Morgan Philbin is an Assistant Professor in the Department of Sociomedical Sciences at Columbia University Mailman School of Public. She joined IAPHS in 2016. Learn more about Morgan on her website and follow her on twitter: @morgan_philbin
Tell us a little about yourself, where are you from, where did you go to graduate school, what makes you jump out of bed each morning?
I’m from a small town in California (San Luis Obispo) that I still go back to every chance I get; there aren’t many places where you can start your day surfing and end with a hike up a mountain. I moved east for college (Wesleyan University) and graduate school (Johns Hopkins Bloomberg School of Public Health) with some year-long detours in Tijuana, Mexico, and Beijing/Kunming, China. As for getting out of bed, I really enjoy my colleagues and being in a truly interdisciplinary department. I’ve had so many great discussions that have started with “so I have this random question…”
How do you define yourself as a population health professional?
The first description that comes to mind is that I take a big qual/little quant approach to exploring how socio-structural factors impact the lives of vulnerable young people, particularly sexual and racial/ethnic minority youth. People often associate population health with giant, quantitative data sets but I’ve been working to integrate qualitative and ethnographic research into population health to try and provide a more nuanced picture of how things like state-level policies play out on the ground and impact people’s lives. This approach has also allowed me to work with individuals, and integrate theoretical approaches, from across multiple disciplines.
What disciplines do you engage with and are there disciplines that you would like to engage with?
My Masters and PhD are in public health, but nearly all of my PhD-level coursework was in Anthropology and History of Medicine, and for my dissertation I worked most closely with adolescent medicine providers. My attempts to integrate the more theoretical framing of anthropology into a clinical perspective have forced me to think deeply about the questions I want to answer, whether I’m taking the correct approach, and what I might be missing. I’m also beginning to engage more with epidemiologists and legal scholars in my work on state-level policies, which has been both wonderful and challenging as I try to integrate a qualitative/ethnographic perspective into these collaborations.
Describe a current project/initiative that you are excited about.
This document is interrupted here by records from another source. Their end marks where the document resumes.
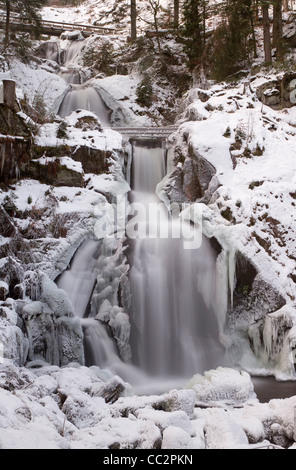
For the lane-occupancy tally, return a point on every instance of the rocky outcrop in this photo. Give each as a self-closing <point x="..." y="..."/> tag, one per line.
<point x="54" y="173"/>
<point x="93" y="160"/>
<point x="54" y="334"/>
<point x="191" y="178"/>
<point x="278" y="93"/>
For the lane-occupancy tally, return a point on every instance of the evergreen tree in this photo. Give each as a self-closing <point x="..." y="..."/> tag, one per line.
<point x="234" y="40"/>
<point x="194" y="30"/>
<point x="277" y="37"/>
<point x="133" y="20"/>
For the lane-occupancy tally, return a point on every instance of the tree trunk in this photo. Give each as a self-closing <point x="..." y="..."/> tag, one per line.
<point x="176" y="14"/>
<point x="253" y="34"/>
<point x="7" y="24"/>
<point x="277" y="37"/>
<point x="286" y="5"/>
<point x="133" y="20"/>
<point x="266" y="33"/>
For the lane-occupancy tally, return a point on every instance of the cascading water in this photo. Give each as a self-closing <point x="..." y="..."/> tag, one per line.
<point x="174" y="331"/>
<point x="82" y="97"/>
<point x="79" y="282"/>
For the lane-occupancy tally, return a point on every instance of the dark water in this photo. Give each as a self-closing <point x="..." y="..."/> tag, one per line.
<point x="268" y="388"/>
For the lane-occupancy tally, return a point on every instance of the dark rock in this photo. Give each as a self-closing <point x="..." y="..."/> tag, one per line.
<point x="7" y="228"/>
<point x="278" y="93"/>
<point x="93" y="160"/>
<point x="54" y="173"/>
<point x="112" y="390"/>
<point x="9" y="94"/>
<point x="190" y="182"/>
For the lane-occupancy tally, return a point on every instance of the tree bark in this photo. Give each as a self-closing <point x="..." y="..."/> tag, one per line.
<point x="286" y="5"/>
<point x="7" y="24"/>
<point x="133" y="20"/>
<point x="266" y="34"/>
<point x="277" y="36"/>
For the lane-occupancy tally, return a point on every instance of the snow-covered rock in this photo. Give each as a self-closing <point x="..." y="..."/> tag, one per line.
<point x="223" y="384"/>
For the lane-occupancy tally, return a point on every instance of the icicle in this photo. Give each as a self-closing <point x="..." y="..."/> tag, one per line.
<point x="221" y="289"/>
<point x="231" y="273"/>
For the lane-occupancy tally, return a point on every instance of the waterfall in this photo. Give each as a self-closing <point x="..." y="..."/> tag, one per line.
<point x="83" y="97"/>
<point x="174" y="330"/>
<point x="80" y="95"/>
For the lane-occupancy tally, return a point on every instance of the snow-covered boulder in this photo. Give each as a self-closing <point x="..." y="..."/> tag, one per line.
<point x="223" y="384"/>
<point x="176" y="438"/>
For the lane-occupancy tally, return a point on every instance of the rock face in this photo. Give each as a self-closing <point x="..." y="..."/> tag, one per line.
<point x="54" y="335"/>
<point x="190" y="178"/>
<point x="54" y="173"/>
<point x="278" y="93"/>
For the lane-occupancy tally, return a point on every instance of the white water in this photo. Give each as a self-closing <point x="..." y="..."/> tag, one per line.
<point x="83" y="97"/>
<point x="79" y="280"/>
<point x="80" y="96"/>
<point x="174" y="331"/>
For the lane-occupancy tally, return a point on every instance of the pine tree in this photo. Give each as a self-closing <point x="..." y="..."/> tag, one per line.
<point x="194" y="30"/>
<point x="277" y="37"/>
<point x="133" y="20"/>
<point x="266" y="31"/>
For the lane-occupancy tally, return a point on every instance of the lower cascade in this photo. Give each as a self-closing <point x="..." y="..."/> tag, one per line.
<point x="174" y="329"/>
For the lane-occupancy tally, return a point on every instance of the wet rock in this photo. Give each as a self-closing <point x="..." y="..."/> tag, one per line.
<point x="54" y="173"/>
<point x="278" y="94"/>
<point x="113" y="389"/>
<point x="180" y="400"/>
<point x="7" y="228"/>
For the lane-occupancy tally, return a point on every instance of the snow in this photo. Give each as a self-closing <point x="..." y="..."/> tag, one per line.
<point x="107" y="139"/>
<point x="222" y="384"/>
<point x="44" y="406"/>
<point x="35" y="83"/>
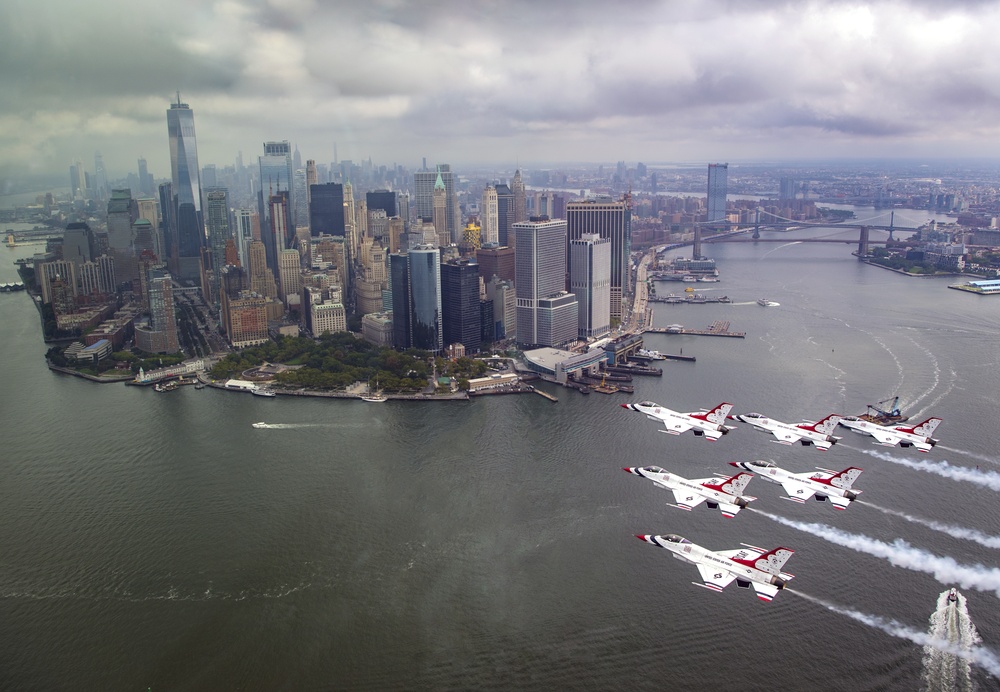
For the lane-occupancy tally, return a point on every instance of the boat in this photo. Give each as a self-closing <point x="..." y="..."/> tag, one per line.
<point x="374" y="396"/>
<point x="651" y="355"/>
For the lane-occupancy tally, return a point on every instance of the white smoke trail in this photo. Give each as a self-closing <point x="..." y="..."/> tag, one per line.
<point x="979" y="655"/>
<point x="979" y="457"/>
<point x="944" y="670"/>
<point x="986" y="479"/>
<point x="899" y="553"/>
<point x="959" y="532"/>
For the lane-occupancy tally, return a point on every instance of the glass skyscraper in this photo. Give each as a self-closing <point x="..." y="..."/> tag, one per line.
<point x="188" y="236"/>
<point x="715" y="203"/>
<point x="425" y="298"/>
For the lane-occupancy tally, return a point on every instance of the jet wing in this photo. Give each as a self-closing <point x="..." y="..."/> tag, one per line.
<point x="885" y="437"/>
<point x="687" y="499"/>
<point x="785" y="437"/>
<point x="797" y="492"/>
<point x="765" y="592"/>
<point x="716" y="578"/>
<point x="676" y="427"/>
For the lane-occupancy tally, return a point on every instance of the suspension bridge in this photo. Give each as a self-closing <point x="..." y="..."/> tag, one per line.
<point x="741" y="231"/>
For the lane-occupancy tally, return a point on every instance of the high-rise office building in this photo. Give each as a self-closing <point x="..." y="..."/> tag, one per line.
<point x="439" y="214"/>
<point x="399" y="284"/>
<point x="326" y="211"/>
<point x="79" y="243"/>
<point x="187" y="234"/>
<point x="547" y="314"/>
<point x="520" y="200"/>
<point x="490" y="216"/>
<point x="590" y="281"/>
<point x="77" y="180"/>
<point x="382" y="199"/>
<point x="461" y="318"/>
<point x="495" y="260"/>
<point x="247" y="227"/>
<point x="161" y="336"/>
<point x="425" y="298"/>
<point x="715" y="202"/>
<point x="505" y="213"/>
<point x="219" y="232"/>
<point x="611" y="220"/>
<point x="424" y="183"/>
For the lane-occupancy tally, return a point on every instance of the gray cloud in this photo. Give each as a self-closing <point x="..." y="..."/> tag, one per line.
<point x="568" y="79"/>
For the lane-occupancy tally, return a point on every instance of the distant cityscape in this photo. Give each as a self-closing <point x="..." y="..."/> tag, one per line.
<point x="454" y="263"/>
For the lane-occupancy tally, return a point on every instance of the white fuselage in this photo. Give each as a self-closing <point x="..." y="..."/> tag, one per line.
<point x="671" y="481"/>
<point x="696" y="555"/>
<point x="786" y="433"/>
<point x="889" y="436"/>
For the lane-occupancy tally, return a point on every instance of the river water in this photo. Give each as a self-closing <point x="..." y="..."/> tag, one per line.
<point x="159" y="541"/>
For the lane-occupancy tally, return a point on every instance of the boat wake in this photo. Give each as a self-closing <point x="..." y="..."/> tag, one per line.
<point x="948" y="668"/>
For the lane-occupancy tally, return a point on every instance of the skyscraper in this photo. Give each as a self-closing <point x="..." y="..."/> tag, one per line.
<point x="187" y="235"/>
<point x="425" y="298"/>
<point x="461" y="318"/>
<point x="490" y="217"/>
<point x="399" y="285"/>
<point x="546" y="313"/>
<point x="611" y="220"/>
<point x="590" y="281"/>
<point x="326" y="211"/>
<point x="505" y="214"/>
<point x="219" y="232"/>
<point x="423" y="188"/>
<point x="715" y="203"/>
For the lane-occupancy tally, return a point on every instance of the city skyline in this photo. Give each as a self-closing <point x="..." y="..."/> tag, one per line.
<point x="511" y="83"/>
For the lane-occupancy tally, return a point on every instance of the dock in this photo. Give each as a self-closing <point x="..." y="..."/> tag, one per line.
<point x="548" y="396"/>
<point x="717" y="328"/>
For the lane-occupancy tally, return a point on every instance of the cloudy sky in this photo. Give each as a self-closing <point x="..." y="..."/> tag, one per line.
<point x="499" y="81"/>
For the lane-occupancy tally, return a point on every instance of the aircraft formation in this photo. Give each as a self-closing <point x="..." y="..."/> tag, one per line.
<point x="751" y="566"/>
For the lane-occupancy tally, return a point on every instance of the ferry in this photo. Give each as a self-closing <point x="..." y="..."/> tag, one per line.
<point x="651" y="355"/>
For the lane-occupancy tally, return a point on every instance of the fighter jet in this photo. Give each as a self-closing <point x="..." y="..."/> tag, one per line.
<point x="918" y="436"/>
<point x="808" y="433"/>
<point x="748" y="565"/>
<point x="710" y="424"/>
<point x="724" y="493"/>
<point x="801" y="486"/>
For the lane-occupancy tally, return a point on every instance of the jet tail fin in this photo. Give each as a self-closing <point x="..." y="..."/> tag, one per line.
<point x="734" y="485"/>
<point x="925" y="429"/>
<point x="825" y="426"/>
<point x="845" y="479"/>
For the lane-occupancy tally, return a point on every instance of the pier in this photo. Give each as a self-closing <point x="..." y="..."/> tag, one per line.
<point x="717" y="328"/>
I currently have a NIDA-funded K01 that is exploring how state-level policies impact substance use and sexual health risk behaviors for young people, particularly sexual minority youth. In particular, I’m interested in whether these policies (e.g., those governing sex education, STD/HIV testing and treatment, medical and recreational marijuana) may impact sexual minority youth differently than heterosexual youth. The study is mixed-methods which has allowed me to track back and forth between what we’re seeing in statistical models and conducting interviews with young people to see if the quantitative findings rings true and how they feel that policies play out in their daily lives. These interviews have also provided lots of additional ideas about questions that I can now go back and explore quantitatively.
Name a population health professional who you admire and why?
I really admire how people like Amy Fairchild, Ron Bayer, and James Colgrove have integrated a critical historical perspective into the study of population health. I read their book (Searching Eyes: Privacy, The State, and Diseases Surveillance in America) in a History of Medicine class in graduate school and it fundamentally changed the way I think about population-level health, what the field entails, and the type of interdisciplinary collaborations that might study it. Reading that book was one of the first times I realized that I could engage with population-level health questions as a (primarily) qualitative/ethnographic researcher. And, in addition to being brilliant, Amy, Ron and James are some of the kindest, thoughtful and most generous, scholars I’ve ever met. They also engage with individuals outside the walls of academia—including through activism—which I truly admire.
How did you hear about IAPHS?/Why did you decide to become a member of IAPHS?
I heard about IAPHS from faculty in my department who attended the first few meetings and raved about how great it is.
Have you attended an IAPHS meeting? If so, what do you like most about these meeting?
I’ve attended the last two meetings. Some of my favorite parts of those meetings were being around people who truly understood the type of work I’m trying to do; so often I’m that awkward “n of one” in a room who is trying to integrate social science theory into population health and it was wonderful to be around like-minded people.
What would you tell someone who is considering joining IAPHS?
See you in Seattle!
What would you like to see IAPHS do in the future?
As somebody who works a lot with anthropologists, I’d love to see more anthropologists included in the conference/discussions.
Favorite population health relevant book:
Favorite population health relevant article(s):
Bowleg L, et al. (2017) Intersectional Epistemologies of Ignorance: How Behavioral and Social Science Research Shapes What We Know, and Don’t Know about U.S. Black Men’s Sexualities. Journal of Sex Research. 54(4-5). 577-603.
The special issue of Social Science & Medicine that Maggie Hicken and colleagues edited (2018, volume 199) titled, “The role of Racism in Health Inequalities: Integrating Approaches from Across Disciplines”
Favorite movie, band, non-fiction, book, etc.:
Hmmm. I always have a hard time picking favorites but here are some that I enjoy (or that at least popped into my head while I was writing this).